La scuola italiana non rispetta la Convenzione Onu sui diritti dei bambini, e tanto meno le Indicazioni nazionali stabilite dallo Stato stesso. Questo è in sostanza il grido d’accusa di una madre finlandese, che in una lettera aperta ha spiegato di fuggire dall’Italia – dove con la sua famiglia aveva deciso di risiedere – dopo appena due mesi di vita scolastica dei figli.
Così questa madre, che chiede «qual è la pedagogia degli insegnanti?», induce a porsi ulteriori domande: com’è applicata la libertà d’insegnamento sancita dalla Costituzione? Se la formazione dei docenti è buona, può davvero essere messa in pratica nei contesti scolastici? La selezione degli insegnanti risponde ai bisogni profondi e concreti dell’educazione?

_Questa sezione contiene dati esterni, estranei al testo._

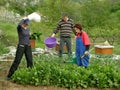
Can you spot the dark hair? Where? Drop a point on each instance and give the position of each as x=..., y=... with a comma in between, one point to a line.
x=79, y=26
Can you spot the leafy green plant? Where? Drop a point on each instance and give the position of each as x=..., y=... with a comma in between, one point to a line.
x=101, y=73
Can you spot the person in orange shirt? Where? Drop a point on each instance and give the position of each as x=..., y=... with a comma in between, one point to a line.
x=82, y=46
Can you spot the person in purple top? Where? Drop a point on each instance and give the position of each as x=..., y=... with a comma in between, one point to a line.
x=23, y=47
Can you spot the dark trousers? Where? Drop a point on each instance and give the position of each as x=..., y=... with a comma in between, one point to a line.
x=21, y=49
x=64, y=41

Per quanto tempo ancora accetteremo che (anche) la scuola sopravviva con insufficienti risorse e instabilità (un docente su quattro è precario)?
Le parole di Elin Mattsson – una pittrice che con la famiglia ha conosciuto scuole in diversi Paesi europei – sono uno sfogo sbalordito, importante perché la donna, con il suo occhio esterno, punta lo sguardo su alcuni nodi mai sciolti della scuola italiana, i medesimi che da decenni sollevano pedagogisti e associazioni di insegnanti e genitori.
Per la madre finlandese non è accettabile che sugli allievi ricadano le urla e lo sguardo «sprezzante» degli insegnanti; che i bambini non si possano muovere dal banco durante le lezioni né beneficiare di frequenti pause; che essi non possano apprendere con l’«aria fresca» dell’ambiente esterno e che le scuole siano circondate dal «caos totale del traffico». E con sintesi limpida, Mattsson definisce «povero» il nostro sistema scolastico. Dunque, via da qui.
La lettera è un’occasione per riflettere sul fatto che nella scuola permanga in linea generale l’eredità della riforma di Giovanni Gentile del 1923.